27 of 319 objectives1

10 of 22 topic areas

Tobacco, Substance Abuse: Alcohol and Other Drugs, Violent and Abusive Behavior, Unintentional Injuries, Occupational Safety and Health, Environmental Health, Food and Drug Safety, Cancer, Diabetes and Chronic Disabling Conditions, Immunization and Infectious Diseases

Healthy People 2010

23 of ~1,000 objectives2

6 of 28 topic areas

Environmental Health, Injury and Violence Prevention, Physical Activity and Fitness, Public Health Infrastructure, Substance Abuse, Tobacco Use

Healthy People 2020

59 of >1,200 objectives2

10 of 42 topic areas

Adolescent Health; Early and Middle Childhood; Environmental Health; Injury and Violence Prevention; Maternal, Infant, and Child Health; Nutrition and Weight Status; Physical Activity; Preparedness; Substance Abuse; Tobacco Use


1In HP2000, some objectives were included under more than one topic area. These duplicate objectives were given more than one objective number (e.g., 3.11 and 10.18). For this exercise, these objectives are counted twice to reflect that they are in both topic areas.
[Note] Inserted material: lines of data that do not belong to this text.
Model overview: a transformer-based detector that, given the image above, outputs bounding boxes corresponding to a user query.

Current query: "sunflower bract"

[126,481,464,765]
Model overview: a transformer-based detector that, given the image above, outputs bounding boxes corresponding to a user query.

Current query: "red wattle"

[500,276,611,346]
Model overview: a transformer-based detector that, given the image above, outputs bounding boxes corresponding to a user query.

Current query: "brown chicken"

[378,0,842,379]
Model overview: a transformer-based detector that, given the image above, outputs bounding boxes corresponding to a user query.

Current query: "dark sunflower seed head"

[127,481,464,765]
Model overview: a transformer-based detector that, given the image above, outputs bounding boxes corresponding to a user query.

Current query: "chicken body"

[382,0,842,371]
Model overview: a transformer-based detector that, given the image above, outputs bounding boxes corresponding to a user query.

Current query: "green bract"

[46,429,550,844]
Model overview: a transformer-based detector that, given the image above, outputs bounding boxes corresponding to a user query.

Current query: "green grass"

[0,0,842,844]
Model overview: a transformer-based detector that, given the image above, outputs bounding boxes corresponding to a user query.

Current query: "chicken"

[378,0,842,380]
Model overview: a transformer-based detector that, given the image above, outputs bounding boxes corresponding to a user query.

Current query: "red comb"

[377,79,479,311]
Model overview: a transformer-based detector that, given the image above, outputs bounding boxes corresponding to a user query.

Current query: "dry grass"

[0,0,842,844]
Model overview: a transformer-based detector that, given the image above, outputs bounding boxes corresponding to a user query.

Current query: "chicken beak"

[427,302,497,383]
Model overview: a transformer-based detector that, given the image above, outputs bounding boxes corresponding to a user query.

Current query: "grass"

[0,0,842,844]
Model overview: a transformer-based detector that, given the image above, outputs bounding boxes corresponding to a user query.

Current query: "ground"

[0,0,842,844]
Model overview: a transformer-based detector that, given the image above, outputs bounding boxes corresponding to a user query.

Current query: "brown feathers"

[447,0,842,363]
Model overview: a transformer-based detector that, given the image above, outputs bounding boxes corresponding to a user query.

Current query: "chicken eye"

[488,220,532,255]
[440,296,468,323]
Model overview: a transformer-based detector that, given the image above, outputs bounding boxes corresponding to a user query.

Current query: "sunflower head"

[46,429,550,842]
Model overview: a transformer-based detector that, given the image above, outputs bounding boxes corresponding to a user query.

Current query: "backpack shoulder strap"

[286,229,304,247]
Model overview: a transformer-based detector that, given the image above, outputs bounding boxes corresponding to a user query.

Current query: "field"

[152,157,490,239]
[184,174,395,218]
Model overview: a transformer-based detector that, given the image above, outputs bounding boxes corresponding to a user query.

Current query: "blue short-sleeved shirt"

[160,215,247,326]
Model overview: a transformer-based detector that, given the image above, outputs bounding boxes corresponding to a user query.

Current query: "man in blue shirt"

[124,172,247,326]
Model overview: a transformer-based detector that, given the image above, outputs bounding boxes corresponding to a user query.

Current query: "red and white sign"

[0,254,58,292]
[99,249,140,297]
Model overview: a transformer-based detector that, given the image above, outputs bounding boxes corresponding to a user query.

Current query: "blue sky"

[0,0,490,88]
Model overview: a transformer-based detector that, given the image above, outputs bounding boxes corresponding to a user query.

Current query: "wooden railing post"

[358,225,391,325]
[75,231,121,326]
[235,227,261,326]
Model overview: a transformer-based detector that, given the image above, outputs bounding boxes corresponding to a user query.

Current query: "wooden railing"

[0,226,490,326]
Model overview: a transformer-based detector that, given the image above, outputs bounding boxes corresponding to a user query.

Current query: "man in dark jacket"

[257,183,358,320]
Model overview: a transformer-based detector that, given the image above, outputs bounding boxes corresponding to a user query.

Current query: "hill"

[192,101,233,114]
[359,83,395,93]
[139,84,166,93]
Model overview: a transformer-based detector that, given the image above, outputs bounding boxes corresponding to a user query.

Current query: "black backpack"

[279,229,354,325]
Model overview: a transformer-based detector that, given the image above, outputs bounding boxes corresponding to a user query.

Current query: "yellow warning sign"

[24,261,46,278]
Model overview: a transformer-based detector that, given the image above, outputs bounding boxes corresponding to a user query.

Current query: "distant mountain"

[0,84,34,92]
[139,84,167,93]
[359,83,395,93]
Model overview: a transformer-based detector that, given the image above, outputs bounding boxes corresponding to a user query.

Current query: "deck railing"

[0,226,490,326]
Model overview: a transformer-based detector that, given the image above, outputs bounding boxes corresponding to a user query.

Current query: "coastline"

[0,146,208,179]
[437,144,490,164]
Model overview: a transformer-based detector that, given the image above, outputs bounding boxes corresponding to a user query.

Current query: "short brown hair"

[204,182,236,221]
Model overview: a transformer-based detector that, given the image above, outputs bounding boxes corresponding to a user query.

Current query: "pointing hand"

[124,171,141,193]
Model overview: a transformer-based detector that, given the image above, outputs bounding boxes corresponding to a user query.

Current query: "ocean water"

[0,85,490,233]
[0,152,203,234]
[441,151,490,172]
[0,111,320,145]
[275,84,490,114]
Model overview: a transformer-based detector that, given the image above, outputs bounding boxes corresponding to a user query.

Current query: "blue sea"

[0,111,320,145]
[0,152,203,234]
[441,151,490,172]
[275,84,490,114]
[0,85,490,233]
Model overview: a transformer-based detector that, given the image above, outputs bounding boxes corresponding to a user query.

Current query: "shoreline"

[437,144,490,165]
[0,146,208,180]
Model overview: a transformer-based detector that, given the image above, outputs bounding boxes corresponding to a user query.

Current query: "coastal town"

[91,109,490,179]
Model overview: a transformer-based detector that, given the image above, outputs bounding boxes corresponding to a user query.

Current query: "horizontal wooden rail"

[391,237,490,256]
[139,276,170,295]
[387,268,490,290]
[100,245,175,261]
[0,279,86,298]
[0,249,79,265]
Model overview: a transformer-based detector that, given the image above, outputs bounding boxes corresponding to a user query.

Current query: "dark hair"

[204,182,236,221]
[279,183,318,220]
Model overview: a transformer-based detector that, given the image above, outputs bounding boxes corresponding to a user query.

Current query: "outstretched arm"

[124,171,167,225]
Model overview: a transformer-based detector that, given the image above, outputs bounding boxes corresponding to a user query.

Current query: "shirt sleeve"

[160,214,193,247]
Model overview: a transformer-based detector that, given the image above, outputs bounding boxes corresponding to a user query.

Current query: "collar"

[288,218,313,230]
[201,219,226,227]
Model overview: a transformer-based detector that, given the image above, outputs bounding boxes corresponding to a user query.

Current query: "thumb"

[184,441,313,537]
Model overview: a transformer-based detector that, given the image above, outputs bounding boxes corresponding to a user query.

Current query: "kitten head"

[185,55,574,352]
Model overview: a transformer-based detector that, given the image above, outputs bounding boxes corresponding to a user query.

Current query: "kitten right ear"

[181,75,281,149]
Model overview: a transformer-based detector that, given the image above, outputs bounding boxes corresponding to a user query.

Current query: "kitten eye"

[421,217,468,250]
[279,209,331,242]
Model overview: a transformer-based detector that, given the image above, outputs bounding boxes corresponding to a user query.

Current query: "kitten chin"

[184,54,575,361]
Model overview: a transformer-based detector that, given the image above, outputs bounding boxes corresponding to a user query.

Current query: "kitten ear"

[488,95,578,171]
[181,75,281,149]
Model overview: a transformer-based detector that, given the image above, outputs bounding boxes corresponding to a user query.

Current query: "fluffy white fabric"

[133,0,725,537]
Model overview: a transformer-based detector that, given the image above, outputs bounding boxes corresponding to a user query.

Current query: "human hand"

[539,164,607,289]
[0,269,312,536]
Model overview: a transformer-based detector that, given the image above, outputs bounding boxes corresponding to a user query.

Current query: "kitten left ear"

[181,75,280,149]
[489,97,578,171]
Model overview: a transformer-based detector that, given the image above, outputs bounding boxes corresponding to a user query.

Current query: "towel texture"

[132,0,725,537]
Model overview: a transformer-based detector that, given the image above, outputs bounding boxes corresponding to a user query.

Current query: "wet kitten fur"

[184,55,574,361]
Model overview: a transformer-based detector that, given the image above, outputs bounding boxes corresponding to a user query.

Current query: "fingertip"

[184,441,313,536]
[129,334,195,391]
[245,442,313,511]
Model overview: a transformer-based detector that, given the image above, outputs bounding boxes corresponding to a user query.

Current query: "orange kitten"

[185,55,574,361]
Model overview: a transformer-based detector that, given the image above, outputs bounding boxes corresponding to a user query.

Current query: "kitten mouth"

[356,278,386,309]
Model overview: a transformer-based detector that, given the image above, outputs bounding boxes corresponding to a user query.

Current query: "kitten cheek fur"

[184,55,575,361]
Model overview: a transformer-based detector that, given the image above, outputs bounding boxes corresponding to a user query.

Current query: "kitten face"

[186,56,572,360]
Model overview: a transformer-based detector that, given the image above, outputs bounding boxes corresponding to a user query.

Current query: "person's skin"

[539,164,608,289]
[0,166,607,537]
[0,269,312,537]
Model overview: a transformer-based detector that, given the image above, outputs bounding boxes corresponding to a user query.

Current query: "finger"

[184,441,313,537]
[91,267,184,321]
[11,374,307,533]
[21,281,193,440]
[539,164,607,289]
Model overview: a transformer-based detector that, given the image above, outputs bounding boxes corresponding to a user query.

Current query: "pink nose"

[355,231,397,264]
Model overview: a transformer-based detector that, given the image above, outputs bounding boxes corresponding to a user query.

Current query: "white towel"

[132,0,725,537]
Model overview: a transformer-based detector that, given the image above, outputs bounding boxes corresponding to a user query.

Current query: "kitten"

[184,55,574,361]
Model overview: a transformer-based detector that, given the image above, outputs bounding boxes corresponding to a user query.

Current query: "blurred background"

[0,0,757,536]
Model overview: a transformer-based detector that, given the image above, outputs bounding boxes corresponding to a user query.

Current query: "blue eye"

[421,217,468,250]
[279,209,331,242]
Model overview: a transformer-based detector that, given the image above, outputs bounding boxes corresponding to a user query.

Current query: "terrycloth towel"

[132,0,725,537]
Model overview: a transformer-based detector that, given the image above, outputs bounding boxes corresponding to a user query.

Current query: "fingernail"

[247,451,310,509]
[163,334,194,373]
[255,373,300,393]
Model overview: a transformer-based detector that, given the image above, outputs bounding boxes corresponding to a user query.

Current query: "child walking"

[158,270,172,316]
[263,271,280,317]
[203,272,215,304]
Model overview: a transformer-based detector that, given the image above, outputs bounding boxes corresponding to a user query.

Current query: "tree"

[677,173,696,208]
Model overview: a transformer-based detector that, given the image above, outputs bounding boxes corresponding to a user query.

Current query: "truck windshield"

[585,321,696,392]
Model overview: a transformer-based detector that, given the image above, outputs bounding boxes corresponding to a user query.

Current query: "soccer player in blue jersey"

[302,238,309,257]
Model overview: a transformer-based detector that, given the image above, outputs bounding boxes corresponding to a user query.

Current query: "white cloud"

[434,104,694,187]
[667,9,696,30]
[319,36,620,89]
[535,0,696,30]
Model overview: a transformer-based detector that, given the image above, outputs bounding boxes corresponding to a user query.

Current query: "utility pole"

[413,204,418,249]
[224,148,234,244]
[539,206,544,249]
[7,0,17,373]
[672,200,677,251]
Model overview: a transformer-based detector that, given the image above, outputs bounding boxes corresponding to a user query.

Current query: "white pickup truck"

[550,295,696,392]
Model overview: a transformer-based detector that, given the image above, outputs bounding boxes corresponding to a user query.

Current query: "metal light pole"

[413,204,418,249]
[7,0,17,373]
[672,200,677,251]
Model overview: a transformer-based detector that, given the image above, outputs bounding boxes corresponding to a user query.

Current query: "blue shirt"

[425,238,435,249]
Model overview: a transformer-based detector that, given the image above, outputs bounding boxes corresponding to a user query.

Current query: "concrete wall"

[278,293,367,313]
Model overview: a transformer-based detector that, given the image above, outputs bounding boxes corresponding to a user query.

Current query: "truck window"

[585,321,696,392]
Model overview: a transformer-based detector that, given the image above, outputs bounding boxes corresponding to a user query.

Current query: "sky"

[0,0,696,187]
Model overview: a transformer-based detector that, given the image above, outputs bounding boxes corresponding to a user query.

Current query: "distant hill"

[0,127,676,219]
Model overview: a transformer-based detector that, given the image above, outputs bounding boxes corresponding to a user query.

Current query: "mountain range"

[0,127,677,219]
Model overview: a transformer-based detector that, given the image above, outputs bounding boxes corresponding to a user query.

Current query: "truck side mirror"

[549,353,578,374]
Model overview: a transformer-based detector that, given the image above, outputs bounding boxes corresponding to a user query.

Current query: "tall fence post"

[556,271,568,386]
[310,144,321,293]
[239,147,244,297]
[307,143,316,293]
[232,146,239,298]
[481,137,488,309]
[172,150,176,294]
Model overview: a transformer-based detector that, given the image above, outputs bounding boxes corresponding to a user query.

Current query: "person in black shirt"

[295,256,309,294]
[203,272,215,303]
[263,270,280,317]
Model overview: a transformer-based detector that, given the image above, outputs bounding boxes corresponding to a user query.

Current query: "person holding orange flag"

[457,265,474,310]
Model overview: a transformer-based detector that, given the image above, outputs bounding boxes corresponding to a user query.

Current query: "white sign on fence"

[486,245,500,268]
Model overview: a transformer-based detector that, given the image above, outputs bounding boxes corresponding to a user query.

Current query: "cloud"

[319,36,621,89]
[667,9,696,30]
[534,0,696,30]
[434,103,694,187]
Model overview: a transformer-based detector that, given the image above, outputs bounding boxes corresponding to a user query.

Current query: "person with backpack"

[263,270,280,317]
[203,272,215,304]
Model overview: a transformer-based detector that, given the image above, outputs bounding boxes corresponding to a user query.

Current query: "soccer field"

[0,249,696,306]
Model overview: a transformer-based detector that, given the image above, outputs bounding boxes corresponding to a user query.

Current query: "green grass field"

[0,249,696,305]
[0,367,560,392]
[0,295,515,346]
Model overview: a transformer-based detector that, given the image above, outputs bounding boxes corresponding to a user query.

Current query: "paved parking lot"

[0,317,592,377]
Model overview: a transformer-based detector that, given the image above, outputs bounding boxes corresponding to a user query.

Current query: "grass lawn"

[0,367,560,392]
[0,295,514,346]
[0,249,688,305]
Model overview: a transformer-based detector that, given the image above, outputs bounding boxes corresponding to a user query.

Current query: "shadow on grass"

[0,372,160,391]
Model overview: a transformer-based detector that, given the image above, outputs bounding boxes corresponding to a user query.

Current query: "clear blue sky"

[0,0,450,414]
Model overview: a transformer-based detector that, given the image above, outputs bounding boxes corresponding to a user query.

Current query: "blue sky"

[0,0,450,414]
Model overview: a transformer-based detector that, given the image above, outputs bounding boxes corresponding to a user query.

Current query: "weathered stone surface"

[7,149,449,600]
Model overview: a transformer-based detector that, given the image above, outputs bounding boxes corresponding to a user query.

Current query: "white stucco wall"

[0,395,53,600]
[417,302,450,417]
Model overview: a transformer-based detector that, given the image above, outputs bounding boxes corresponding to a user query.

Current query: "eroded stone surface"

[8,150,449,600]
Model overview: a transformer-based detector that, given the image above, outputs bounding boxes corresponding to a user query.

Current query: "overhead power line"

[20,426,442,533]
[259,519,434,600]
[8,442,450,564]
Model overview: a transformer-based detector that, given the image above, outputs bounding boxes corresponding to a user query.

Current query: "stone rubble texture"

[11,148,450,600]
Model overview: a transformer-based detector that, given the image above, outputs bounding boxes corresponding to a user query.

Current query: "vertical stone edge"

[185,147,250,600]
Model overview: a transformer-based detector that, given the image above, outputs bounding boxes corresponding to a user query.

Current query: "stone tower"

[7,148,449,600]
2In HP2010 and HP2020, some objectives are grouped under a main objective “header.” The sub-objectives are the measurable objectives. The number of relevant objectives reflects all measurable objectives that are related to law and policy.

However, while the number of objectives that have explicitly referenced law and policy has increased, the majority are still concentrated in a few topic areas, such as tobacco use. This trend is anticipated to continue with Healthy People 2030. The proposed slate of objectives that went out for public comment included 6 objectives that called for a legal or policy strategy; of these, 4 covered tobacco issues and the remaining objectives focused on environmental health and physical activity.